Foreign Soybean Comments: Argentina and Brazil
Pre-report figures showed that CONAB estimated Brazil’s soybean bean production from 121.7-124.3 MMT. Last year, Brazil produced a 117 MMT crop, which was the second largest production on record. At 121 MMT, the 2017/18 crop is the largest on record. Pre-report estimates pegged Argentina’s soybean crop at 49.59 MT, which is a hair below the 50 MMT from last year. The USDA left Argentine and Brazilian soybean supply and demand estimates intact from December at 53 MMT and 123 MMT, respectively. The government also left Chinese imports unchanged.
What this means for the U.S. farmer
We believe that the USDA’s treatment of the supply and demand side of the balance sheet presents a fundamentally neutral/slightly bearish report.

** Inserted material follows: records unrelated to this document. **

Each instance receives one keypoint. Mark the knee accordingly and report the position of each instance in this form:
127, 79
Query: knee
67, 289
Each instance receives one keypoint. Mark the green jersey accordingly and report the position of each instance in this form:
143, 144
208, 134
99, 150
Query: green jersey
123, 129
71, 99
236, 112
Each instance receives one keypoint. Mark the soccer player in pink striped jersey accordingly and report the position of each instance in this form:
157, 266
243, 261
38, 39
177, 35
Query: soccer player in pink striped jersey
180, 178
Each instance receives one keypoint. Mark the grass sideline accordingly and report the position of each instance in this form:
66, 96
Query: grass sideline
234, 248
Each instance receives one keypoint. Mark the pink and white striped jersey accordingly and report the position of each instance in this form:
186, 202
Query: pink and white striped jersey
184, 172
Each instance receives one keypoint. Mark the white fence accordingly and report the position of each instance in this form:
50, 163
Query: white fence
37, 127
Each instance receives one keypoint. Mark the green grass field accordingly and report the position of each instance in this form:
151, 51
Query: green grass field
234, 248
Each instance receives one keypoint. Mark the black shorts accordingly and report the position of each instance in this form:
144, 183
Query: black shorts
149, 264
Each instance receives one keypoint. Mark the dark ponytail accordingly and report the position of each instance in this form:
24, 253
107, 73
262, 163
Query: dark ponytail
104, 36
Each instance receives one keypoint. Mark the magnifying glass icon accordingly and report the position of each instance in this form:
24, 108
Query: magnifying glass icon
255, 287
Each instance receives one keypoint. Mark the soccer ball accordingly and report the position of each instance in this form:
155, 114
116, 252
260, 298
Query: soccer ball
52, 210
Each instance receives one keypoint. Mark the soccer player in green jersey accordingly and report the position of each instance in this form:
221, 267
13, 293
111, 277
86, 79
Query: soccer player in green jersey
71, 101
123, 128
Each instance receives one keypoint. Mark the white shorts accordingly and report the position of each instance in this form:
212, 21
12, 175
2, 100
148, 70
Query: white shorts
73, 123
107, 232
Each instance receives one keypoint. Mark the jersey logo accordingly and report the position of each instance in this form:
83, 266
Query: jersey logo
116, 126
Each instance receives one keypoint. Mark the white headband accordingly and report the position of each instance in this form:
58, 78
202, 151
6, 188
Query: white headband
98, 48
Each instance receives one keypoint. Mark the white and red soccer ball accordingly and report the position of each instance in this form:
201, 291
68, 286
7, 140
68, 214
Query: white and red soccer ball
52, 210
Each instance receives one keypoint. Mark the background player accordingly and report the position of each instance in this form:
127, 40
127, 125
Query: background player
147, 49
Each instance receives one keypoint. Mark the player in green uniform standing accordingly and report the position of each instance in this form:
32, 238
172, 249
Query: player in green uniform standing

At 475 MBU, ending stocks are 438 MBU lower than the 2018/19 marketing year, but the number is still accommodating. With the supply side of the 19/20 year “in the books,” we shift our attention to the demand side of the balance sheet and the upcoming Jan. 15 signing of the Phase 1 trade agreement between the U.S. and China.
The pre-report analyst estimates were looking for a slight 5 MBU decline in the all-wheat carryout to 969 MBU. Given the incremental changes to the ending stocks, we believe the report was largely neutral for U.S. wheats. The USDA estimates a 965 MBU all-wheat carryout as the all-wheat feed and residual figure was raised by 10 MBU to 150 MBU. The government made incremental changes to the by class ending stocks figures from December. The USDA also lowered HRW exports from December by 5 MBU, which is offset by a 5 MBU increase in durum exports. HRS domestic use rose by 5 MBU while SRW domestic use was cut by the same amount.
Foreign Wheat Comments: Australia, Argentina, Canada, EU, Russia and Ukraine
Overall, we believe at FBN that the changes to the USDA’s foreign balance sheets were incremental, and at the moment do not represent material impacts for the U.S. The USDA cut Russian exports by 1 MMT but offset some of this loss by raising Ukraine exports by 500,000 MT. EU exports were raised by 2 MMT, but no changes were made to Argentine or Canadian exports. The government lowered Australian wheat production by 500,000 MT and reduced the export figure by 200,000 MT.
What this means for the U.S. farmer
As expected, we believe that the USDA’s reported WASDE was a neutral event for the U.S. wheats. With all eyes focused on the government's 2020/21 winter wheat seedings report, we believe that the estimated HRW and SRW ending stocks have become a focus for the trade. We still remain focused on the export pace from Russia and the Black Sea and are interested to see how the newly implemented export tariffs on Argentine wheat exports can shape and influence U.S. wheat exports and the HRW balance sheet in upcoming months. Lost export volume from Australia along with the possibility of the Phase 1 trade agreement between the U.S. and China, which will provide export opportunities for the U.S., are also a focus for FBN.